Un impietoso disprezzo per le popolazioni civili ha caratterizzato i conflitti. Gruppi armati e forze governative hanno violato il diritto internazionale nella Repubblica Democratica del Congo, nello Sri Lanka e nello Yemen. Nel conflitto di Gaza e del sud d’Israele, le forze israeliane e i gruppi armati palestinesi hanno ucciso e ferito illegalmente i civili. Migliaia di persone hanno subito le conseguenze dell’escalation di violenza da parte dei talebani in Afghanistan e Pakistan, così come degli scontri in Iraq e Somalia. Nella maggior parte dei conflitti, le donne e le bambine sono state stuprate o sottoposte ad altre forme di violenza da parte delle forze governative e dei gruppi armati.
Tra gli altri dati che emergono dal Rapporto annuale 2010 di Amnesty International, si segnalano:
La dimensione globale di milioni di persone spinte nella povertà dalle crisi alimentare, energetica e finanziaria, ha dimostrato l’urgente bisogno di contrastare gli abusi che determinano la povertà.

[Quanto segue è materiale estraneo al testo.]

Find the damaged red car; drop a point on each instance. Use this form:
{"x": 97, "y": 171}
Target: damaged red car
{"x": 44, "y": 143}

‘I governi devono essere chiamati a rispondere per le violazioni dei diritti umani che causano e aumentano la povertà. La Conferenza Onu di revisione degli Obiettivi di sviluppo del millennio, che si terrà a New York a settembre, costituirà un’opportunità per i leader del mondo per passare dalle promesse a impegni vincolanti‘ – ha proseguito Weise.
Sulle donne, in particolare quelle povere, si abbatte il peso dell’incapacità dei governi di realizzare questi Obiettivi. Si stima che le complicazioni legate alla gravidanza siano costate la vita a circa 350.000 donne. La mortalità materna è spesso la conseguenza diretta della discriminazione di genere, della violazione dei diritti sessuali e riproduttivi e della negazione del diritto alle cure sanitarie.
‘Se vogliono fare passi avanti negli Obiettivi di sviluppo del millennio, i governi devono promuovere l’uguaglianza di genere e contrastare la discriminazione contro le donne‘ – ha sottolineato Weise.
Amnesty International ha chiesto agli stati del G20 ancora inadempienti (Arabia Saudita, Cina, India, Indonesia, Russia, Stati Uniti d’America e Turchia) di ratificare lo Statuto della Corte penale internazionale. La Conferenza internazionale di revisione sulla Corte, che inizia a Kampala, in Uganda, il 31 maggio, è un’occasione per i governi per dimostrare il loro impegno nei confronti della Corte.
Nonostante i gravi insuccessi registrati nel 2009 nei tentativi di assicurare giustizia, molti avvenimenti hanno fatto segnare dei progressi. In America Latina sono state riaperte inchieste su crimini coperti da leggi di amnistia, come dimostrano le epocali sentenze riguardanti l’ex presidente del Perù Alberto Fujimori, condannato per crimini contro l’umanità, e l’ultimo presidente militare dell’Argentina Reynaldo Bignone, condannato per sequestri e torture. Tutti i processi celebrati dalla Corte speciale per la Sierra Leone si sono conclusi salvo quello, ancora in corso, contro l’ex presidente della Liberia, Charles Taylor.
‘Il bisogno di giustizia globale è una lezione fondamentale da trarre dallo scorso anno. La giustizia porta equità e verità alle vittime, è un deterrente nei confronti delle violazioni dei diritti umani e, in definitiva, conduce verso un mondo più stabile e sicuro‘ – ha concluso Weise.